Greendale does begin to falter toward the end, although not musically. Mr. Young is backed by his longtime cohort Crazy Horse again, and together they achieve a drunken looseness, both in sound and in rhythm, that’s always compelling. But as a straight story, Greendale grows incrementally more absurd. After Grandpa’s death, Sun Green finds the fighting spirit of her parents’ generation: “Truth is all I seek, / Speakin’ out against anything / Unjust or packed with lies,” she says. The section works better on an allegorical level, as Sun Green finds Earth Brown and, through some apocalyptic interaction, they become one in mind and decide to run to Alaska to fight for the environment. The album’s closer, “Be the Rain,” finds them dreaming the same dream of hope and transcendence. Mr. Young slightly mucks it up with an over-the top choir singing and egocentric, propagandistic lyrical turns that sound too much like rants. Whatever success the song realizes is derived from the fact that this hope is only expressed in dream: The young, mad fighters, those powerful voices Mr. Young begrudgingly admired, are still just fighting for a fantasy.

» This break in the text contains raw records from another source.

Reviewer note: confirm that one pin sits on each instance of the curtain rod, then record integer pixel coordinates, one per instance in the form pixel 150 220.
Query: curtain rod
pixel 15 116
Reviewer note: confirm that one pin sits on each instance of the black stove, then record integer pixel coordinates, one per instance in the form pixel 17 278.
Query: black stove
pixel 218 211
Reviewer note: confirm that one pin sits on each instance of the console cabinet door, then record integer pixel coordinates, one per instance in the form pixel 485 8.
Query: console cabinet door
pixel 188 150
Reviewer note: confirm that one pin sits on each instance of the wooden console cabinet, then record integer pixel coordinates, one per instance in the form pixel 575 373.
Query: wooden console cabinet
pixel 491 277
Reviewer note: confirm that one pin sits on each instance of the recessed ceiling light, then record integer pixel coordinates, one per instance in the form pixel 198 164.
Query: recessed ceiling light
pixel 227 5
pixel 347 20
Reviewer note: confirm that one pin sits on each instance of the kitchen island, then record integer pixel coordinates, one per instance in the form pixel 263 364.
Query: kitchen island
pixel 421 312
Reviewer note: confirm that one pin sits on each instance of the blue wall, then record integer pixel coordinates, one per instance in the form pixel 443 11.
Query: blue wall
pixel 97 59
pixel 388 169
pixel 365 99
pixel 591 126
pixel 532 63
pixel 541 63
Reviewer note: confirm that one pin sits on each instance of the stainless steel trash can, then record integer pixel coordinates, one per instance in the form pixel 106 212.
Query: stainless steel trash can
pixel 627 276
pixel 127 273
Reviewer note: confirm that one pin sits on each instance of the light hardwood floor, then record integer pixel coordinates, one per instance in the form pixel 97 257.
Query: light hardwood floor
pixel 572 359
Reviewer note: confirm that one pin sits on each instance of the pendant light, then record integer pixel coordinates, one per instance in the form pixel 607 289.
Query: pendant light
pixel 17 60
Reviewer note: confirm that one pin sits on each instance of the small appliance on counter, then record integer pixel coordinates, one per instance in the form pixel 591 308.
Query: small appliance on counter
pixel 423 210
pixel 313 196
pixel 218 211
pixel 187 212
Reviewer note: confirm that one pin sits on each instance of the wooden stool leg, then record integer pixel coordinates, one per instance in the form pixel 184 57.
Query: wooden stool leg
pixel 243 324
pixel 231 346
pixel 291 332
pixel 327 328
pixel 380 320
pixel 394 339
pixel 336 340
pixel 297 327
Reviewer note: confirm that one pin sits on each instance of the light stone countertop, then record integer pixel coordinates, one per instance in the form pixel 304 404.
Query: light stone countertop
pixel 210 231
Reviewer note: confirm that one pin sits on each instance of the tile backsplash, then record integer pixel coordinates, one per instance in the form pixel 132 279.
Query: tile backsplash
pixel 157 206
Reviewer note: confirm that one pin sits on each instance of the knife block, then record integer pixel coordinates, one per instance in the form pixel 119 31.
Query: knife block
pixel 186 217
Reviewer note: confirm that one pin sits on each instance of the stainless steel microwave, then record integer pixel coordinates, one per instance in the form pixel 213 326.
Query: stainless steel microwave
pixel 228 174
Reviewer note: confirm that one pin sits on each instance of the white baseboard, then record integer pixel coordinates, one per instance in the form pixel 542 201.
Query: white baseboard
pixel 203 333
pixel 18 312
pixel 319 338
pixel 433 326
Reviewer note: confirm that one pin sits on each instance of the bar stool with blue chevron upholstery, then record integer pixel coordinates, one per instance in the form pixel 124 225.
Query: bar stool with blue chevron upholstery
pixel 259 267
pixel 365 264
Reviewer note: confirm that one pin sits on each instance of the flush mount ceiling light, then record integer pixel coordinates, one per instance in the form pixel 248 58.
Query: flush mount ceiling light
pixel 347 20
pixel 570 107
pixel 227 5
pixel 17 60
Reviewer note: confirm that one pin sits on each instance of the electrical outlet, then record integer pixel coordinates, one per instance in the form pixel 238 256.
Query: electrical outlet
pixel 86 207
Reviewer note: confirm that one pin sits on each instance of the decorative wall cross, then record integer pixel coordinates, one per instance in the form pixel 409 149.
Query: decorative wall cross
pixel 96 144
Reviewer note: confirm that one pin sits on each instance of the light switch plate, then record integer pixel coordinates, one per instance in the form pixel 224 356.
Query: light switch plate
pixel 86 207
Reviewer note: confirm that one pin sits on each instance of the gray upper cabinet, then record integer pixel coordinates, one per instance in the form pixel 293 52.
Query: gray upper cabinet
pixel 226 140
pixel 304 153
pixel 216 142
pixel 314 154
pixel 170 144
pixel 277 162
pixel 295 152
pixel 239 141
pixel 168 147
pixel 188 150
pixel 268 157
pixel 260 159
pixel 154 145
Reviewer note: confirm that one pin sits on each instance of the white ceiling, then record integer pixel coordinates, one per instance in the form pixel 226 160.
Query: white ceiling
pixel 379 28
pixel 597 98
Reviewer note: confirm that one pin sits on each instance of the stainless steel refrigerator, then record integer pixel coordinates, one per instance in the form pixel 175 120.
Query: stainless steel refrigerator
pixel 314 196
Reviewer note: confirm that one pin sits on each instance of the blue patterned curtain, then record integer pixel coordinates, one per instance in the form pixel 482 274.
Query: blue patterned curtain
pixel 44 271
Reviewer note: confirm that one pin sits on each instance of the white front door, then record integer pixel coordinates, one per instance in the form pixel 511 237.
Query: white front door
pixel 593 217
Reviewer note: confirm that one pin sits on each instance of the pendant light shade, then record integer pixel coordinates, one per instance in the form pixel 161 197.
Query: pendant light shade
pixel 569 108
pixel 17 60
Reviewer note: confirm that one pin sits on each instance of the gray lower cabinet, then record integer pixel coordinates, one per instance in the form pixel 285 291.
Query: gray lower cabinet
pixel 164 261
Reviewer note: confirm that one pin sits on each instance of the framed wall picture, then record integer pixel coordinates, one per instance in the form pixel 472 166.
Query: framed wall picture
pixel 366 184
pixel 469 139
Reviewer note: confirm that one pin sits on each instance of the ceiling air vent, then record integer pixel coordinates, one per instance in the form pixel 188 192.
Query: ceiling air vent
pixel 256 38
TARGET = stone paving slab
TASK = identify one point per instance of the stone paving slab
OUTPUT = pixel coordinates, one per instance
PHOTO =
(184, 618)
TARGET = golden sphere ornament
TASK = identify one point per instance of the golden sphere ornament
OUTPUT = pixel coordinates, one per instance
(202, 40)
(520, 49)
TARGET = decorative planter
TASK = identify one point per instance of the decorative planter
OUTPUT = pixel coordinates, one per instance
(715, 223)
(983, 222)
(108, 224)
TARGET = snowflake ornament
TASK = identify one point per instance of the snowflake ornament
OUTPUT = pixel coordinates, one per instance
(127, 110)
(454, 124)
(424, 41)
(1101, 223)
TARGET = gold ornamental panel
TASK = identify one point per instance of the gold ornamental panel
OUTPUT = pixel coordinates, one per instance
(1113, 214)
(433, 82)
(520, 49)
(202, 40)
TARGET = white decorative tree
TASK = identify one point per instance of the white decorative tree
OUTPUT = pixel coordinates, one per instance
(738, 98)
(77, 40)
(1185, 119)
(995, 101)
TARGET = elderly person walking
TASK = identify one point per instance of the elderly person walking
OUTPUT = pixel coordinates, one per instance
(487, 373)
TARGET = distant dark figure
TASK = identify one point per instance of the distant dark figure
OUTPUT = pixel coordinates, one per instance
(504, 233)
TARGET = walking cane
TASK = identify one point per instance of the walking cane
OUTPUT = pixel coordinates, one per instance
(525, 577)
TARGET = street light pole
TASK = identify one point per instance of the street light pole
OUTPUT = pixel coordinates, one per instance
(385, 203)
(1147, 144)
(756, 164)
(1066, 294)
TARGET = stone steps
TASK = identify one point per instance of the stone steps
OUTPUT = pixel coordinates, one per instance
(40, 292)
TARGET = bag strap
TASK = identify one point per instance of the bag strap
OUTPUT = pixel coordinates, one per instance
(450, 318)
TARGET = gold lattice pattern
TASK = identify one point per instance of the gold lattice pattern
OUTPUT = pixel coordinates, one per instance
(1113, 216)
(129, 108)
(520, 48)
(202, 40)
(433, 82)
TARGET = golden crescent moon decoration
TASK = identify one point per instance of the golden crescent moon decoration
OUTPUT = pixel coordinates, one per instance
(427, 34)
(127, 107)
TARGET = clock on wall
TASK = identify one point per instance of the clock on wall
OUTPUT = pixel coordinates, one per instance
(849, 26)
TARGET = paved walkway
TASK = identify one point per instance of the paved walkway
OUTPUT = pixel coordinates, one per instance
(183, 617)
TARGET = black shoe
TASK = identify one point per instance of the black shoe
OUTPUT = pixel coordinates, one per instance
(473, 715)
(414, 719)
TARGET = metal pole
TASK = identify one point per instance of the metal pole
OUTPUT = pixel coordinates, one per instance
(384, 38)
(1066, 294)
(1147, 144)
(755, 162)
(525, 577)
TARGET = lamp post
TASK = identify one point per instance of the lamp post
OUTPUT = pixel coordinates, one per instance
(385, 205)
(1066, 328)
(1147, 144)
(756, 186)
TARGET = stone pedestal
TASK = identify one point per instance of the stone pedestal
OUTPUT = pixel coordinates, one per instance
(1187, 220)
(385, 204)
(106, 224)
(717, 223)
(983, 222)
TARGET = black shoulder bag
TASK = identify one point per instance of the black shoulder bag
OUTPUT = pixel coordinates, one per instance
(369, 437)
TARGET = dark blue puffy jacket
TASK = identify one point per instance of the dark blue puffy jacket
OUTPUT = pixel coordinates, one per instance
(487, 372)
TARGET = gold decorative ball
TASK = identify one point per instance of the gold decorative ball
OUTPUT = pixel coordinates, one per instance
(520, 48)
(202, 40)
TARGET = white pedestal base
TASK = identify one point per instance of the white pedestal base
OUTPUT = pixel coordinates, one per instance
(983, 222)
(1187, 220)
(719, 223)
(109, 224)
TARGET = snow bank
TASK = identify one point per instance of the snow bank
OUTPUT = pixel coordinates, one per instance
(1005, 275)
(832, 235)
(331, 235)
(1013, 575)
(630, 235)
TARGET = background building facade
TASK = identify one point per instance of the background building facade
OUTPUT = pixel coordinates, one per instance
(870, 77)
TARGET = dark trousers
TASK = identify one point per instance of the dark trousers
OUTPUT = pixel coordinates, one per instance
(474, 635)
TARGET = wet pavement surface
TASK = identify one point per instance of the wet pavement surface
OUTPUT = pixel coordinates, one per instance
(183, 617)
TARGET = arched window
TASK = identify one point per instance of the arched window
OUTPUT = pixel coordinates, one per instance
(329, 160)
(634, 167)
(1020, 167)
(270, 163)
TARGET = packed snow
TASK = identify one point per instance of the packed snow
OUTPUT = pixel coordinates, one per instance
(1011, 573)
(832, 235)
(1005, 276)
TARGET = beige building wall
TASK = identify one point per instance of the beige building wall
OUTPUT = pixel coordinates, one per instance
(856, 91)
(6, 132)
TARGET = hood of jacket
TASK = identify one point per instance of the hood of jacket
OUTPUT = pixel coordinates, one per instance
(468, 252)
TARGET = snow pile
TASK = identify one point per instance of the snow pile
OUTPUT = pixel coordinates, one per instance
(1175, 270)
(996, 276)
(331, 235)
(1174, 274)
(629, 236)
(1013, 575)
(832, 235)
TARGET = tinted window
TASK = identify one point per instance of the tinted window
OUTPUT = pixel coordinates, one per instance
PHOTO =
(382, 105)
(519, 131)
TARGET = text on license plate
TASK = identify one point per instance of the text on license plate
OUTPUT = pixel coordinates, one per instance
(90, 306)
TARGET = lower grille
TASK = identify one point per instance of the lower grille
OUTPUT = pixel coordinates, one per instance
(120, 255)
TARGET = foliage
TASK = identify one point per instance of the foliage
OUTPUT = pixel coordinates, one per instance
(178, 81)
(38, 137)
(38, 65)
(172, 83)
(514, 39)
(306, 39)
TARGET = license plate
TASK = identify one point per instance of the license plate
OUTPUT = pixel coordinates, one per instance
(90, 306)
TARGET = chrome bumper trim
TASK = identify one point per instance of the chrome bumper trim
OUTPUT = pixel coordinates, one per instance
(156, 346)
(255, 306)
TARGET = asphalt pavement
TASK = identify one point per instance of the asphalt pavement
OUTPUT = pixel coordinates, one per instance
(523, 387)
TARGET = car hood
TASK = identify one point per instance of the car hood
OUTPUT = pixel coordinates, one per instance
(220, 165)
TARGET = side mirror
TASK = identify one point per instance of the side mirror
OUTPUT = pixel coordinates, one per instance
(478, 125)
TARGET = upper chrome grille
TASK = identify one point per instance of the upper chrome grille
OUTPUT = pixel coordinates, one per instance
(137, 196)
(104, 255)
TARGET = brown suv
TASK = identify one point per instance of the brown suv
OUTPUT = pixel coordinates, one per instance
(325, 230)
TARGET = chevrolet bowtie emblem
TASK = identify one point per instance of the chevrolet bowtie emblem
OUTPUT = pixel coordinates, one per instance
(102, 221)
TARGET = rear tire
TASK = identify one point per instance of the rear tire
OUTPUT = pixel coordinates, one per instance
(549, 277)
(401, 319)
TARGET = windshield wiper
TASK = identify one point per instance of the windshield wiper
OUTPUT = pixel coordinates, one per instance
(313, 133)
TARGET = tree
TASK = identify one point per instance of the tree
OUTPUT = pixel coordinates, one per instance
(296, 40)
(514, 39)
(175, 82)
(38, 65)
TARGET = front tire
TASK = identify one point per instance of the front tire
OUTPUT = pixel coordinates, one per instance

What Mr. Young sees in On the Beach is the transformation of those voices into something much more frightening. It’s one of four classic Young albums-the other three are Hawks & Doves , Re ac tor and American Stars ‘n Bars -that have just been issued for the first time on CD. The other records-especially the last four songs on American Stars ‘n Bars and the first half of Hawks & Doves -have their merits, but On the Beach is the bona fide masterpiece of the bunch. In “Revolution Blues,” Mr. Young hears a version of the voice of his generation in Charles Manson, a hippie for whom the ends justifies the means. “Motion Pictures” is a letter posted from inside the head of an earlier version of Earl, a person who finds being miserable a comfort. Mr. Young tells us: “All those headlines, / They just bore me now / I’m deep inside myself, / But I’ll get out somehow …. ”
The real masterwork, though, is “Ambulance Blues,” a nine-minute tone poem that ranks among Mr. Young’s finest. It’s one of his most personal songs, and one of the most difficult to understand: Mr. Young takes us through his personal history, mythologizing and abstracting it in the process. It’s impossible to understand it all, though your confusion doesn’t really matter-you feel the song, even if you don’t get it. The poetic element manages to communicate with us in different ways; it has a sense of sound to it, something primitively evocative.
I imagine Greendale will be as misunderstood as On the Beach was when it first came out. No matter-Mr. Young’s never made a record to satisfy expectations. He follows his muse, and this time it took a turn into the heart of America. He had no choice but to follow. With Greendale , you quickly realize that you have no choice but to listen.